Simple “habit” prevents nearly 4 million early deaths worldwide (each year)!

Dear Reader,

All this week, we’ve been talking about some surprising factors that impact longevity—such as becoming a more conscientious person (which means being mindful about your health, diet, and activity levels) and staying socially engaged.

Today, I’m revealing how one simple “habit” can help prevent premature death.

In fact, if everyone took up this habit, it would prevent nearly 4 million early deaths worldwide, each year!

Imagine what this could mean for yourself (and those close to you)!

Here’s what you need to know…

Lives saved vs. lives lost

Most studies on physical activity and longevity focus on the negative association between the two. In other words, they show how inactivity (or sedentary behavior) can lead to death.

However, for this new study, researchers at the University of Cambridge and University of Edinburgh took a unique approach and estimated how many lives physical activity can SAVE each year.

First, they analyzed previously published data from 168 countries on physical activity and all-cause mortality (death from any cause).

They noted that some countries did better when it came to achieving the recommended target of 150 minutes of moderate exercise per week. For example:

  • 33 percent of people in Kuwait met the recommended target;
  • 64 percent in the U.K.; and
  • 94 percent in Mozambique.

Ultimately, the researchers concluded that physical activity had a HUGE impact on premature death rates.

In fact, they found that physical activity (of 150 minutes per week) CUT premature deaths globally by 15 percent, on average. Put a different way, that translates to SAVING 3.9 MILLION LIVES per year, globally. (In the U.S., specifically, it saves 140,200 lives each year.)

So, the big question is, what can YOU do to take advantage of this simple “habit” and lower your risk of dying prematurely?

Ten tips to get moving during the week

As I often report, you don’t (and SHOULDN’T) need to pound away on the treadmill at an indoor gym to achieve your physical activity goals.

Instead, look for things you can do around the house and yard.
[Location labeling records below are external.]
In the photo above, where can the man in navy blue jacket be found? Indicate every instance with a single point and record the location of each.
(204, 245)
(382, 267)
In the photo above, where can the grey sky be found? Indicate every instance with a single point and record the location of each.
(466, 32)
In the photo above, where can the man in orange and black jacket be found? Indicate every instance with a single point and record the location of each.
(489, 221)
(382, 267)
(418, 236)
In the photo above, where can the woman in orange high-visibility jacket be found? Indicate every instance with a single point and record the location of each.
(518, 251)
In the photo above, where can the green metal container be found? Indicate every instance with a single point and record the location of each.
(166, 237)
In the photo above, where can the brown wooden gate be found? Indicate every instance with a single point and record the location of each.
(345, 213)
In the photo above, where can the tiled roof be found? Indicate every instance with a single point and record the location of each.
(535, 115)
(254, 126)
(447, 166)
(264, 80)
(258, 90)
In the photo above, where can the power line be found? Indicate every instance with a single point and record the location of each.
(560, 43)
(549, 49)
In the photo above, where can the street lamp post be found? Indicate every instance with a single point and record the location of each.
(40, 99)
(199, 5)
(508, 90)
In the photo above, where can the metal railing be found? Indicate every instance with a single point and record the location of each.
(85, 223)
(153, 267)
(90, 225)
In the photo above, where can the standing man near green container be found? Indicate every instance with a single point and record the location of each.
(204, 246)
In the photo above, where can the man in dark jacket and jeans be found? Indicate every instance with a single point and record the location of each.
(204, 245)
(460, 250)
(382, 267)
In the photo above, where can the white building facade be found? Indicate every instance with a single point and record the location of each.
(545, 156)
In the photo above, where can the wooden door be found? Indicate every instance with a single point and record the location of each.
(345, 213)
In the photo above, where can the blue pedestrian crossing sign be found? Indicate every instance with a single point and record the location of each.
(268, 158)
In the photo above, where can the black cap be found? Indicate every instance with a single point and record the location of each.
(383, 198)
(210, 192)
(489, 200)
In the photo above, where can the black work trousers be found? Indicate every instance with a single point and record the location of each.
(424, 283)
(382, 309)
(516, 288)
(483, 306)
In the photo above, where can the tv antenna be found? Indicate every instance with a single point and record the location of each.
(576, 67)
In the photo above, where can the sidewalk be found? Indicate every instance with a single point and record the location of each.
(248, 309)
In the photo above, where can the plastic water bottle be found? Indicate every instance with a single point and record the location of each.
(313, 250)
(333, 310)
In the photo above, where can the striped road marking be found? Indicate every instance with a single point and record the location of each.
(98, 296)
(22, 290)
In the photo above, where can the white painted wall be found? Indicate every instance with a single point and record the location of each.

Because even pulling weeds and raking leaves for spring count toward your weekly total.

(I tell you more about the health benefits of yardwork and “spring cleaning” in the current issue of my Insiders’ Cures newsletter [“Sweeping the floor and making the bed helps increase longevity and improve cognition!?”] Not yet a subscriber? Click here to become one—you won’t want to miss this special report!)

Here are some other suggestions for getting moving during the week:

  • Go for a daily walk or hike in Nature.
  • Take a bike ride, preferably on safe, natural trails, which are easier on your joints.
  • Do some yoga or stretching exercises to support your joints, muscles, and circulation.
  • Take a swim in a natural body of water, once the temperatures warm up, or at an indoor pool.
  • Take a dance class.
  • Play outside with your grandkids.
  • Park at the far end of parking lots.
  • Take the stairs, instead of the elevator, to your destination.
  • Plan a “walking meeting” with colleagues, family, or friends.
  • Rearrange the furniture in your house and make your bed daily.

Just remember to aim for 140 to 150 minutes of movement each week, which breaks down to about 20 minutes each day. And as my 10 tips reveal, achieving this target can be quite simple…and FUN!